А я в эти времена несколько раз видел глаза моего друга — и ловил в них странную, холодную пустоту.

Отчужденность, или, как ныне принято говорить элегантно, некоммуникабельность.

Те, кто знал Германа, знали, как этот термин и по сути и по звучанию ему неприятен — не только потому, что терпеть не мог Юрий Павлович модной, изысканной терминологии, но и потому главным образом, что ничто так не было противопоказано талантливой и щедрой натуре его, как именно некоммуникабельность.

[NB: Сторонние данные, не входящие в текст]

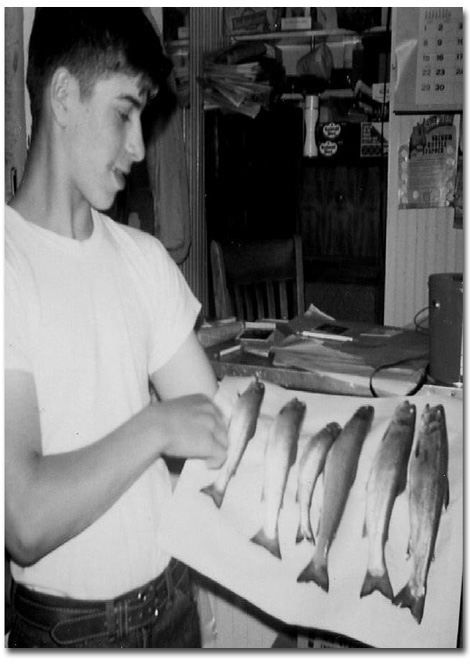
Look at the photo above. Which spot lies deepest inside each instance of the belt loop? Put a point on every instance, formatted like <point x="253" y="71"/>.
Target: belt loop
<point x="170" y="586"/>
<point x="110" y="617"/>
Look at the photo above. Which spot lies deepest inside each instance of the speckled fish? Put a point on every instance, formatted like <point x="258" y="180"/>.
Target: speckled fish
<point x="281" y="452"/>
<point x="242" y="428"/>
<point x="428" y="493"/>
<point x="311" y="466"/>
<point x="387" y="480"/>
<point x="339" y="475"/>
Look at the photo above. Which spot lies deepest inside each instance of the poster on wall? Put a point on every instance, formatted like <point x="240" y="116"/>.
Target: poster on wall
<point x="429" y="53"/>
<point x="427" y="160"/>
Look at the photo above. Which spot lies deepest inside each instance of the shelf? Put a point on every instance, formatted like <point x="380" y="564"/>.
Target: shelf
<point x="306" y="36"/>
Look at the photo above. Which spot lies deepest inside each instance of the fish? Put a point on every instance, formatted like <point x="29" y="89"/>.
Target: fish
<point x="242" y="428"/>
<point x="387" y="480"/>
<point x="311" y="466"/>
<point x="428" y="495"/>
<point x="339" y="475"/>
<point x="280" y="455"/>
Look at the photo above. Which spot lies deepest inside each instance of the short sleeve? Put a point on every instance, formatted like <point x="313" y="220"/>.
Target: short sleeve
<point x="17" y="350"/>
<point x="174" y="306"/>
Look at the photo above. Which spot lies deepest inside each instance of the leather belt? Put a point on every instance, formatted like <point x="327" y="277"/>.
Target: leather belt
<point x="71" y="621"/>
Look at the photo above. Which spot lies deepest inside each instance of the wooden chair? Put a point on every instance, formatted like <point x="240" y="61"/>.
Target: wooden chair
<point x="260" y="279"/>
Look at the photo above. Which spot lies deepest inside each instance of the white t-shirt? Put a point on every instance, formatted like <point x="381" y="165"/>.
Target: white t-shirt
<point x="91" y="320"/>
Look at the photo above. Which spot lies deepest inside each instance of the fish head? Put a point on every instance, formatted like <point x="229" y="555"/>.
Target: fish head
<point x="405" y="413"/>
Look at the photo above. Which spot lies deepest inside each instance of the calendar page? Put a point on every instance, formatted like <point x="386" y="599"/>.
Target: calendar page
<point x="439" y="72"/>
<point x="429" y="52"/>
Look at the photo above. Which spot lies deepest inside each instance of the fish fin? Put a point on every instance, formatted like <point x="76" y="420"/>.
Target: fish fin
<point x="269" y="543"/>
<point x="304" y="534"/>
<point x="316" y="573"/>
<point x="415" y="604"/>
<point x="447" y="494"/>
<point x="216" y="495"/>
<point x="380" y="583"/>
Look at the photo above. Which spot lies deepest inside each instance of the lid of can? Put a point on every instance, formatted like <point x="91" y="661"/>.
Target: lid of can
<point x="311" y="102"/>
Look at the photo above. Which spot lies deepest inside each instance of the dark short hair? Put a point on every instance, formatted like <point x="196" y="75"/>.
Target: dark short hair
<point x="92" y="43"/>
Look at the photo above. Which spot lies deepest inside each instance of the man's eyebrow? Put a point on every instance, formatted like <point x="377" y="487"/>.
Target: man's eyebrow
<point x="137" y="103"/>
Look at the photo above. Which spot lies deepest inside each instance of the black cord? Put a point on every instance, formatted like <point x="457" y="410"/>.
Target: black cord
<point x="420" y="328"/>
<point x="418" y="385"/>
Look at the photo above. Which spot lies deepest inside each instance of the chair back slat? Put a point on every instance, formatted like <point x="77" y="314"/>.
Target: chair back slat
<point x="262" y="279"/>
<point x="271" y="300"/>
<point x="283" y="299"/>
<point x="259" y="294"/>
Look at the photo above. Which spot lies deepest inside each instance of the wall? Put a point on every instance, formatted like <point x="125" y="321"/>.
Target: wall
<point x="419" y="242"/>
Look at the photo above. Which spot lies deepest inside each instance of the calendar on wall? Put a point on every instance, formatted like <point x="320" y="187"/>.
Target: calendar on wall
<point x="429" y="52"/>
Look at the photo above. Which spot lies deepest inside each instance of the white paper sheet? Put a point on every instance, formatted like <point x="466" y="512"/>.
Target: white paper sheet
<point x="217" y="542"/>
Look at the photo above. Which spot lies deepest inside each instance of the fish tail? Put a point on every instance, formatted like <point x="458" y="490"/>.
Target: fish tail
<point x="381" y="583"/>
<point x="317" y="572"/>
<point x="406" y="599"/>
<point x="216" y="494"/>
<point x="269" y="543"/>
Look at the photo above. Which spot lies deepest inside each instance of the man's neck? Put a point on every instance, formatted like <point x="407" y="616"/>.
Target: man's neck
<point x="43" y="199"/>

И жизнь человеческая влечет художника — не парадная, а именно будничная, черновая, и не только жизнь сама по себе, но и ее чепуха, мелочи, он удивительно неотразимо, по-снайперски засекает в человеке то, что его украшает, и то, что чернит, всегда идя от частного к общему, а не наоборот, замечает, как кто ест, кто как разговаривает, кто как хвастает, придумывает и гиперболизирует хорошее в человеке, если этот человек ему по сердцу, и придумывает и гиперболизирует плохое, если человек ему «поперек»…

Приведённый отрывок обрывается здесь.